Offroad Motorrad fahren

Mit dem Motorrad durch die Alpen

Aserbaidschan: Das Nachbarland von Georgien und Armenien am Kaukasus ist einmal mehr in die Schlagzeilen geraten. Machthaber Alijew (oder İlham Aliyev) versteht sich gut auf Politik mit Europa, denn gerade in der Krise hat das Land etwas, was alle wollen: günstiges Erdöl. EU-Kommissionspräsidentin Ursula von der Leyen ließ es sich persönlich nicht nehmen, mit Aserbaidschan einen Liefervertrag zu machen, kurz darauf griff Aserbaidschan das Nachbarland Armenien an. In Armenien läuft seit 2018 eine ›samtene Revolution‹, die versucht sich von den Putin-treuen unabhängig zu machen.

»Aserbaidschan betreibt somit im Kleinen eine ähnliche geopolitische ›Schaukelpolitik‹ zwischen Moskau und dem Westen wie die Türkei, um von beiden Machtblöcken maximale Konzessionen zu erhalten«, schreibt dazu der Verein für politische Bildung, Analyse und Kritik e.
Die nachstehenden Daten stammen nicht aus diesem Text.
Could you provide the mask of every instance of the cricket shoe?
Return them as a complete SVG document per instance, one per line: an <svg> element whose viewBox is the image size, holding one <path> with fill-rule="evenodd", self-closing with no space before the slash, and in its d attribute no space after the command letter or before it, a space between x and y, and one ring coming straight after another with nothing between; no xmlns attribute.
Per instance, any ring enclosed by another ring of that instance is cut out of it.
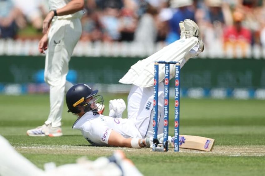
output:
<svg viewBox="0 0 265 176"><path fill-rule="evenodd" d="M51 124L44 124L36 128L29 130L27 134L29 136L58 137L62 135L61 126L52 127Z"/></svg>
<svg viewBox="0 0 265 176"><path fill-rule="evenodd" d="M121 168L122 175L143 175L135 167L132 162L126 157L123 152L121 150L118 150L115 151L113 155L108 159L110 162L116 163L119 167Z"/></svg>
<svg viewBox="0 0 265 176"><path fill-rule="evenodd" d="M189 19L186 19L184 20L184 26L186 30L186 38L188 38L193 36L198 38L199 46L198 54L202 52L204 49L204 46L202 40L201 31L199 26L196 23Z"/></svg>
<svg viewBox="0 0 265 176"><path fill-rule="evenodd" d="M179 26L179 28L180 29L180 38L186 38L186 31L184 26L184 22L180 21L178 23L178 26Z"/></svg>

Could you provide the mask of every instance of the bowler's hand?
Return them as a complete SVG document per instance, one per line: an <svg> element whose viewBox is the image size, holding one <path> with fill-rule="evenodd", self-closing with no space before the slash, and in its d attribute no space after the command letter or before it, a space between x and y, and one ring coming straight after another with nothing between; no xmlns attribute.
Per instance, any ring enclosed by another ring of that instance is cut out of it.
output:
<svg viewBox="0 0 265 176"><path fill-rule="evenodd" d="M54 16L54 13L53 11L51 11L49 12L46 16L46 17L43 21L42 26L42 32L44 34L46 34L48 31L48 29L50 27L51 22L53 17Z"/></svg>
<svg viewBox="0 0 265 176"><path fill-rule="evenodd" d="M38 49L40 53L44 54L44 52L48 48L48 35L45 34L39 42Z"/></svg>

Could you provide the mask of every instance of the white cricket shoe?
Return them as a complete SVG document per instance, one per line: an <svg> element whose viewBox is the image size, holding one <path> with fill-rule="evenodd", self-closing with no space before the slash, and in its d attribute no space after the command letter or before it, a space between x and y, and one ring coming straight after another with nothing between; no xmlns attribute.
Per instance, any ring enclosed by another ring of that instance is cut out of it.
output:
<svg viewBox="0 0 265 176"><path fill-rule="evenodd" d="M186 38L186 31L185 30L185 27L184 26L184 22L180 21L178 23L179 26L179 28L180 29L180 38Z"/></svg>
<svg viewBox="0 0 265 176"><path fill-rule="evenodd" d="M196 23L189 19L186 19L184 20L184 24L186 30L186 38L188 38L193 36L198 38L199 40L198 43L199 46L198 51L200 53L202 52L204 49L204 46L202 40L201 31L199 26Z"/></svg>
<svg viewBox="0 0 265 176"><path fill-rule="evenodd" d="M44 124L36 128L29 130L27 134L29 136L58 137L62 136L61 126L53 127L51 124Z"/></svg>

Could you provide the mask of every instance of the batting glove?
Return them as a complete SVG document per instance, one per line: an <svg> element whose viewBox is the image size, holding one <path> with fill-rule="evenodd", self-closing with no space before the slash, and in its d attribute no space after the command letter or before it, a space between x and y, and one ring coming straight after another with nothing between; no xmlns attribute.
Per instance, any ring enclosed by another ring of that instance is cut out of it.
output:
<svg viewBox="0 0 265 176"><path fill-rule="evenodd" d="M126 109L126 104L122 99L115 99L109 101L110 117L122 118L122 113Z"/></svg>

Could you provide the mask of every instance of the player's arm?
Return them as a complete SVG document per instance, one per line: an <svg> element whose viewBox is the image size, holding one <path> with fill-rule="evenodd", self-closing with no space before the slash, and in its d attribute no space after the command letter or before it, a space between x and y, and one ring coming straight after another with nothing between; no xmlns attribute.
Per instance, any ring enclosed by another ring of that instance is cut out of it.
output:
<svg viewBox="0 0 265 176"><path fill-rule="evenodd" d="M112 130L108 140L108 144L115 147L132 148L149 147L150 145L149 139L147 138L144 139L126 138L115 131Z"/></svg>

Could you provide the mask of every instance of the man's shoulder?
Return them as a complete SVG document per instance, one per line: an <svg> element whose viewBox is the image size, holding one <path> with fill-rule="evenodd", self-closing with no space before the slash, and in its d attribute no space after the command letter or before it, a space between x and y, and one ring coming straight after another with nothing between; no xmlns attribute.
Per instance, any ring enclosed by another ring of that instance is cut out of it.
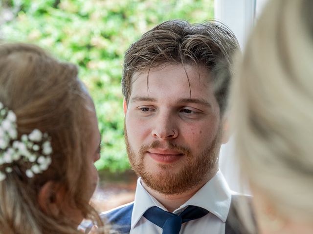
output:
<svg viewBox="0 0 313 234"><path fill-rule="evenodd" d="M125 225L130 224L134 202L123 205L100 214L102 219L113 224Z"/></svg>
<svg viewBox="0 0 313 234"><path fill-rule="evenodd" d="M233 192L231 203L226 222L225 234L248 234L244 219L248 219L251 225L256 227L255 220L251 206L252 196Z"/></svg>

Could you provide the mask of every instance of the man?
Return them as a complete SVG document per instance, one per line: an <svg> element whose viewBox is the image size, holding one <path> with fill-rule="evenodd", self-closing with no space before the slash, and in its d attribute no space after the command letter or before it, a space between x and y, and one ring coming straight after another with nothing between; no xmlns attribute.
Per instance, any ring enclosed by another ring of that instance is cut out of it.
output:
<svg viewBox="0 0 313 234"><path fill-rule="evenodd" d="M227 217L236 220L235 196L218 171L227 141L231 57L238 49L221 23L176 20L146 33L126 52L125 140L140 177L134 202L104 214L121 233L244 233L229 225Z"/></svg>

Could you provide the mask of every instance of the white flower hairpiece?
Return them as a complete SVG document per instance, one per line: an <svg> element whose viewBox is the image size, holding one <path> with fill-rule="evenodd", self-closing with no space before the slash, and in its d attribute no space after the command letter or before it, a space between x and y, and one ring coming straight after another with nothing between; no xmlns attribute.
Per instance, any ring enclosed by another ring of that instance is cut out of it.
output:
<svg viewBox="0 0 313 234"><path fill-rule="evenodd" d="M52 148L49 136L38 129L17 139L16 116L0 102L0 181L14 166L26 169L26 176L46 170L51 163Z"/></svg>

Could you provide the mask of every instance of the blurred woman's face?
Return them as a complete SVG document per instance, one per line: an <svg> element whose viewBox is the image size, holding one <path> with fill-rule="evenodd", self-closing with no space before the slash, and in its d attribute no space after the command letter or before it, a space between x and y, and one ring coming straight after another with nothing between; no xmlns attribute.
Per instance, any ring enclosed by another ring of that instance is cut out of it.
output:
<svg viewBox="0 0 313 234"><path fill-rule="evenodd" d="M294 218L288 218L290 214L282 215L276 210L272 201L259 189L250 186L253 198L254 211L260 234L312 234L313 225ZM294 214L293 214L294 215Z"/></svg>
<svg viewBox="0 0 313 234"><path fill-rule="evenodd" d="M86 197L90 199L97 187L99 177L97 169L94 163L100 158L101 136L98 127L98 120L93 102L88 101L88 113L86 124L89 133L86 133L86 139L88 142L87 145L87 170L89 178L87 181L89 185L84 191Z"/></svg>
<svg viewBox="0 0 313 234"><path fill-rule="evenodd" d="M94 105L91 98L87 102L85 111L87 112L85 123L87 131L83 134L85 135L84 138L87 143L87 160L86 165L83 166L86 170L87 177L84 178L84 181L81 181L83 185L79 193L85 201L89 201L95 190L99 180L98 172L94 164L100 158L101 136L98 128ZM78 225L84 218L84 215L81 211L77 209L75 205L74 206L68 205L71 201L71 198L69 199L70 200L66 199L63 202L63 212L67 216L71 217L72 220Z"/></svg>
V., kurz AKweb.de.

Kann man da hinfahren?

Holger Kretschmer meint, auf jeden Fall! Ihm fällt die Diskrepanz zwischen Politik und Zivilgesellschaft auf. Gastfreundschaft hat eine große Bedeutung und die wird wohl auch fremden Touristen zuteil. Obwohl Aserbaidschan in Europa für Negativschlagzeilen in Sachen Korruption, Öl und Krieg bekannt ist, stellt sich die Frage, wie sicher ein Aufenthalt dort ist. Kretschmar hebt vor allem die nie gekannte Gastfreundschaft der dort lebenden Menschen hervor. Klimatisch und von der Natur (auch von der zerstörten) sei das Land am Kaukasus, Europas höchsten Gebirges, sehr facettenreich.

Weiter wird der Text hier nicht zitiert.